Si vous préparez votre séjour depuis l’île, notre guide sur Djerba, tout savoir avant de réserver vous aidera à caler hébergement et logistique. Beaucoup d’agences locales proposent la formule en 4×4 partagé, ce qui allège le budget.
Les ksours berbères, un patrimoine au-delà du cinéma
Réduire ces villages à des décors serait une erreur. Les ksours sont d’anciens greniers collectifs fortifiés, où les communautés berbères stockaient grain et huile dans des cellules voûtées appelées ghorfas, empilées sur plusieurs niveaux. Cette architecture répondait à un besoin précis : protéger les réserves des pillages et de la chaleur, dans une région où la sécheresse dictait la survie.
La visite prend alors une autre dimension. On y lit une ingénierie vernaculaire remarquable, comparable dans son intelligence à d’autres monuments tunisiens. Pour prolonger cette découverte du patrimoine, l’article sur El Djem, le colisée africain montre une autre facette, romaine cette fois, du génie bâtisseur de la Tunisie.

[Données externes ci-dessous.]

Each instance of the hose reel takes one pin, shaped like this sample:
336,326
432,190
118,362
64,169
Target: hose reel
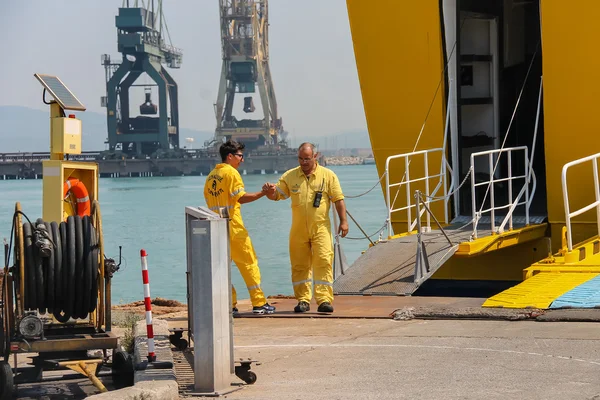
61,267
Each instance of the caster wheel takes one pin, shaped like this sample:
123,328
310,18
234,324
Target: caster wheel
7,384
250,378
122,368
181,344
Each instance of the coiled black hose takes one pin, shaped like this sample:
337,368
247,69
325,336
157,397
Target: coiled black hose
61,267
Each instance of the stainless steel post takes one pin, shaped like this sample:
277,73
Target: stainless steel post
209,300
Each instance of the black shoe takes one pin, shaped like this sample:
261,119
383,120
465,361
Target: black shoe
264,309
302,307
325,307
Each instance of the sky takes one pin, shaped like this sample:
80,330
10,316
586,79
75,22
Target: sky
311,58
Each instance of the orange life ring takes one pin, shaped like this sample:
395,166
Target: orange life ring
77,187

Comment organiser la visite
Un guide local change tout : il ouvre les portes, raconte l’histoire des familles et évite les allers-retours inutiles. Le 4×4 n’est pas indispensable pour les sites principaux, mais il devient utile pour les ksours isolés et les pistes. Côté saison, visez d’octobre à avril : l’été dépasse souvent 40 degrés et rend la marche pénible. Prévoyez de l’eau, un chapeau et de bonnes chaussures.
Ici, le décor de science-fiction n’a jamais été construit : il existait déjà, façonné par des siècles de vie berbère au désert.
| Site | Intérêt principal |
|---|---|
| Matmata (Sidi Driss) | Intérieur de la ferme Lars, habitat troglodyte |
| Ksar Hadada | Décors de la prélogie Star Wars |
| Medenine | Ksars urbains et plans de tournage |
| Ksar Ouled Soltane | Grenier fortifié le mieux conservé |
| Tataouine ville | Base d’étape et marché régional |
Questions fréquentes
Peut-on visiter les sites Star Wars sans guide ?
Oui pour Matmata et Ksar Hadada, accessibles en voiture. Un guide reste conseillé pour comprendre l’histoire des lieux et rejoindre facilement les ksours plus isolés.
Combien de jours faut-il prévoir ?
Deux jours au départ de Djerba suffisent pour l’essentiel. Ajoutez une journée si vous voulez explorer plusieurs ksours et prendre le temps des photos.
Quelle est la meilleure période ?
D’octobre à avril, quand les températures restent supportables. L’été est très chaud et complique la visite en journée.
Sources
Le mot de Julien
J’ai fait ce circuit un matin d’octobre, et mon conseil tient en une phrase : partez tôt. À Ksar Ouled Soltane, la lumière rasante du lever donne aux ghorfas cette teinte ocre qui rend les photos inoubliables, et vous évitez les groupes qui arrivent en milieu de journée. Prenez un guide berbère de Tataouine plutôt qu’un chauffeur de Djerba : la différence de récit est énorme. Et gardez du temps pour un thé à Sidi Driss, sans se presser. C’est là, entre deux fans en costume, qu’on sent vraiment l’esprit du lieu.